Zunächst hatte Peter Hofelich zahlreiche Gäste aus dem Bereich der Gesundheitsversorgung und Kommunalpolitik begrüßt, darunter auch die Bürgermeister Marc Kersting aus Süßen und seinen Kollegen Markus Hick aus Gingen und sich gefreut, dass auch der DRK-Kreisverband mit haupt- und ehrenamtlichen Vertretern sein großes Interesse am Ausbau der Rettungswache belegte. Er erinnerte daran, dass der Standort Süßen 2004 zunächst provisorisch eingerichtet worden war. „Anfang der 2000er-Jahre konnten die gesetzlichen Hilfsfristen von Rettungsdienst und Notärzten nicht mehr eingehalten werden.“ Insbesondere Menschen in Notsituationen im mittleren Filstal und im Lautertal mussten zu lange warten, bis Hilfe eintraf. Mit der Rettungswache Süßen konnten diese Zeiten in kurzer Zeit deutlich reduziert werden und so war vor 15 Jahren beschlossen werden, sie dauerhaft einzurichten. Die Anzahl der Mitarbeitenden hatte laufend zugenommen, so dass die bestehenden Räume schnell nicht mehr ausreichten und „das Containerdorf fast größer ist als die Rettungswache selbst“, stellte Peter Hofelich fest. Die Wache, die das DRK seit zwei Jahren gemeinsam mit dem ASB betreibt, ist rund um die Uhr mit Notärzten und Notfallsanitätern besetzt und „ist für die Menschen im Herzen des Landkreises ein großer Gewinn“. Hofelich betonte, dass nicht zuletzt durch den Standort Süßen der Kreis Göppingen regelmäßig zu den Spitzenreitern im Land gehört, wenn es um die Einhaltung der Hilfsfristen geht.
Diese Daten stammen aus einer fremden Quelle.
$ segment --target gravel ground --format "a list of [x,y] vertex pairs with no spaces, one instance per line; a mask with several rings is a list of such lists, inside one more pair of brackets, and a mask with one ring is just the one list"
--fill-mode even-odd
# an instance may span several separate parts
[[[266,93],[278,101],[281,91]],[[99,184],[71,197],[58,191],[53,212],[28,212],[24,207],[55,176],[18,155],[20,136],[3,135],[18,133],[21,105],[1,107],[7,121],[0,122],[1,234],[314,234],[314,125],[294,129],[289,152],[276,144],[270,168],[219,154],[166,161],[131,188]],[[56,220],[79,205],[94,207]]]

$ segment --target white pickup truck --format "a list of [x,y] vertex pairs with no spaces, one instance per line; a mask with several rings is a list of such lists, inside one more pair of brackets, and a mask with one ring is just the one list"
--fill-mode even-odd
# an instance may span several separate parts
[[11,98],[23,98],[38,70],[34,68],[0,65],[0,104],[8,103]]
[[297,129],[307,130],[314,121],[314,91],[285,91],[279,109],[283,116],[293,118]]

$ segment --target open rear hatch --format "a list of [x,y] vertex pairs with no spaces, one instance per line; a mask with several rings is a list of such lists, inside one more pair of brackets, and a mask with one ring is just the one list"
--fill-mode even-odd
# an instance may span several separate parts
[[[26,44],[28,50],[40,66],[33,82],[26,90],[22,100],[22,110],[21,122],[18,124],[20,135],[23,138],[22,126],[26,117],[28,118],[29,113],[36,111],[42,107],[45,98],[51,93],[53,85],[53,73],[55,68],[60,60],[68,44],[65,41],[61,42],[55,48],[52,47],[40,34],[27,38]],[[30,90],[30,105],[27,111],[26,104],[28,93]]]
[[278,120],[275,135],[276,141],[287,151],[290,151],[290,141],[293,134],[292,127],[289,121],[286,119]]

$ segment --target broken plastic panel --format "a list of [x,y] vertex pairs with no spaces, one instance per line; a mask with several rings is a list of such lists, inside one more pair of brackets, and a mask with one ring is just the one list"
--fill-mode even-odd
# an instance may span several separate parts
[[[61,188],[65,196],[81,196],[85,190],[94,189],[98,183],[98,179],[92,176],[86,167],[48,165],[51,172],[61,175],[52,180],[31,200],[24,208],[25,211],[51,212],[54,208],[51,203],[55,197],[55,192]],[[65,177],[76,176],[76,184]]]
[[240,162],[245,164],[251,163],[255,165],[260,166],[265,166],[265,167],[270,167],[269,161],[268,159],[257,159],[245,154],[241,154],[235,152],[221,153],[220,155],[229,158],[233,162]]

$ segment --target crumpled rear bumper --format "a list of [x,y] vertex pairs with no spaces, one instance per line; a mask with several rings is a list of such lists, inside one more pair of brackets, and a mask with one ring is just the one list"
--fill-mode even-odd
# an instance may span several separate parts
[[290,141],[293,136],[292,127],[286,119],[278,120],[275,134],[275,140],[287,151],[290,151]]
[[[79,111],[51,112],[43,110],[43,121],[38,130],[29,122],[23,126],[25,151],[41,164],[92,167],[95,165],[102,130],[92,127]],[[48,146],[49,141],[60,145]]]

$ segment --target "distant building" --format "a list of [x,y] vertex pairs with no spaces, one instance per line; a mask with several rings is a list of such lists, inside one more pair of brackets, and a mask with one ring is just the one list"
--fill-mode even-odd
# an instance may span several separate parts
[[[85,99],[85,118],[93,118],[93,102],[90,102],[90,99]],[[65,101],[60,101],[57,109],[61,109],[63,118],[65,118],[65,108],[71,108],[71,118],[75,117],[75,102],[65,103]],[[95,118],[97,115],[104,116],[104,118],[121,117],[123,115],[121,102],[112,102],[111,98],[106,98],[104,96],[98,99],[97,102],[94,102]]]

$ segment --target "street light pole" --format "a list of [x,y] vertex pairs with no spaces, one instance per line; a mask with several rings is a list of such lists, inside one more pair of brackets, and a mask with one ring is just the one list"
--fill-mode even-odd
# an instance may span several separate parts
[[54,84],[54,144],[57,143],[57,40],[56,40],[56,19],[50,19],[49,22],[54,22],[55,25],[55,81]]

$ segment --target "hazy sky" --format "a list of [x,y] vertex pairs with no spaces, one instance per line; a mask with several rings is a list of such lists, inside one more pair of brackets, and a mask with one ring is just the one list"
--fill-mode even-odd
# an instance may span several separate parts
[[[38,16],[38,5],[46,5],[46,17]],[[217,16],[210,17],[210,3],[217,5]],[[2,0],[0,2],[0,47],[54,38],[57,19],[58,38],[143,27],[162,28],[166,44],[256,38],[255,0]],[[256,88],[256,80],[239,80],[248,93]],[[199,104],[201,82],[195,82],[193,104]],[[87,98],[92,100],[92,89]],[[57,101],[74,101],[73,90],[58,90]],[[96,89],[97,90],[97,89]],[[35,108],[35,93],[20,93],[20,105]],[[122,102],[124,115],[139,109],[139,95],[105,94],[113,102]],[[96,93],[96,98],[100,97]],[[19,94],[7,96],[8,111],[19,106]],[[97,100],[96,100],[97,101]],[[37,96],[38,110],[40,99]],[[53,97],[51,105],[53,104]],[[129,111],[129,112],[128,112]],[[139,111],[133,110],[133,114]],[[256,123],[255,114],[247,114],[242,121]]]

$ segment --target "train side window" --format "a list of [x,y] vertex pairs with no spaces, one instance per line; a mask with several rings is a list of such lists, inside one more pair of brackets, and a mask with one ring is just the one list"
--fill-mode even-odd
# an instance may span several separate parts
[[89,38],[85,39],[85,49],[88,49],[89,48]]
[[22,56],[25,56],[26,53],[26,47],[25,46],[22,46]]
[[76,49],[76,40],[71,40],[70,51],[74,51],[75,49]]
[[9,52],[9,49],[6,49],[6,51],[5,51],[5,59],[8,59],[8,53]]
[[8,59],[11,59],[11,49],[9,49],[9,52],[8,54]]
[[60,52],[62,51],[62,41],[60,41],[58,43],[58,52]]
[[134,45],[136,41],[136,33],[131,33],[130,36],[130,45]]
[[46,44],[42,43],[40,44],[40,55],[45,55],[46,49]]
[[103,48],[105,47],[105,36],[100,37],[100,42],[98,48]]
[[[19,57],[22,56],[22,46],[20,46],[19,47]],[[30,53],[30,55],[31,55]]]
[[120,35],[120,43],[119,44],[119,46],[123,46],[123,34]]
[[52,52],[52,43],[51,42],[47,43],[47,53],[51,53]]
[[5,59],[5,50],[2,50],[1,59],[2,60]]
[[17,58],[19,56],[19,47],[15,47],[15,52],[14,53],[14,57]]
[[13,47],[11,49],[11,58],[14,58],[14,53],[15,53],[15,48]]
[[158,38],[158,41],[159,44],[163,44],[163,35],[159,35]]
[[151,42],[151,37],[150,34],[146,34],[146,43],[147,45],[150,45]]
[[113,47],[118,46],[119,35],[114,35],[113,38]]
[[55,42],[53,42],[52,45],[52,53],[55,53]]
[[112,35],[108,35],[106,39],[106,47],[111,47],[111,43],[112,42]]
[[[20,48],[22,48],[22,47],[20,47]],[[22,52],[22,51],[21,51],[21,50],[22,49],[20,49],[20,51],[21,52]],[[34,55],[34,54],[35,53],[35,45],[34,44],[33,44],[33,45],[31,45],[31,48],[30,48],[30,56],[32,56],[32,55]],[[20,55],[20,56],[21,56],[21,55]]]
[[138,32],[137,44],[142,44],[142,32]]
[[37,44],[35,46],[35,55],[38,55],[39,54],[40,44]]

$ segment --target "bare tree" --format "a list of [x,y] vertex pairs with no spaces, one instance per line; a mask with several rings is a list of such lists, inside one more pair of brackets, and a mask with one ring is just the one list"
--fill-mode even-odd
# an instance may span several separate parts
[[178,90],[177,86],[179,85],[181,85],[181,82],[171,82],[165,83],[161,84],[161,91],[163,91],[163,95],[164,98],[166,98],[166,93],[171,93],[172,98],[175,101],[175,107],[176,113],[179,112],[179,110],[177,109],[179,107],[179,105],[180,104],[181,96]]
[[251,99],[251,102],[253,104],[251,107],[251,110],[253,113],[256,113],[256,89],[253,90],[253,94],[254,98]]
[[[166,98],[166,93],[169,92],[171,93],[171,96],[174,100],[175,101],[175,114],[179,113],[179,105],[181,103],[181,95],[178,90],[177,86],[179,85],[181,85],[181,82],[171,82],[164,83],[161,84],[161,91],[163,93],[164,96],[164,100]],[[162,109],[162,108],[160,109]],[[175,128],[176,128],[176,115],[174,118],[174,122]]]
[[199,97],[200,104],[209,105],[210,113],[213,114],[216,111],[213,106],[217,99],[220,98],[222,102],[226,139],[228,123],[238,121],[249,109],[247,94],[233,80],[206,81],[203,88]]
Im vergangenen Jahr hatte der für das Rettungswesen im Landkreis zuständige Bereichsausschuss, dem die Rettungsdienste, Krankenkassen und Kliniken angehören, beschlossen, dem Süßener Provisorium ein Ende zu bereiten und den Wachenstandort auszubauen, so dass für alle Mitarbeitenden moderne Arbeitsplätze entstehen. „Die Präsenz des Rettungsdienstes wird von den Menschen in unseren Kommunen sehr positiv wahrgenommen“, freute sich Süßens Stadtoberhaupt Mario Kersting und dankte für den weiteren Ausbau „dieser wichtigen Grundversorgung hier am Ort“. „Nur wer sich bewegt, bewegt etwas“, stellte Heike Kallfass fest. „Wir bewegen hier sehr viel für die Menschen im mittleren Filstal und dem Lautertal“, fuhr die AOK-Geschäftsführerin fort. Denn „im Notfall zählt jede Minute“, mit der Investition in eine noch bessere Notfallversorgung „ist schnelle und sichere Hilfe weiter garantiert.“

Wasser in den Wein musste Peter Hofelich gießen. Er bedauerte, dass das Land seinen Verpflichtungen zur Übernahme eines Teils der Investitionskosten nicht ausreichend nachkommt. Eigentlich müsste es 90 Prozent der Kosten übernehmen. „Ganz bewusst wurde in Baden-Württemberg das Rettungswesen als Teil der Daseinsvorsorge nicht staatlich organisiert. Deshalb hoffen wir auf die finanzielle Entlastung, die wir eigentlich erwarten können.“

Insgesamt werden 1,6 Millionen Euro in den Ausbau der Rettungswache Süßen im Sommerauweg investiert. Aktuell sind dort 22 Rettungskräfte und drei Rettungsfahrzeuge rund um die Uhr stationiert. In einem Jahr soll der Erweiterungsbau bezogen werden.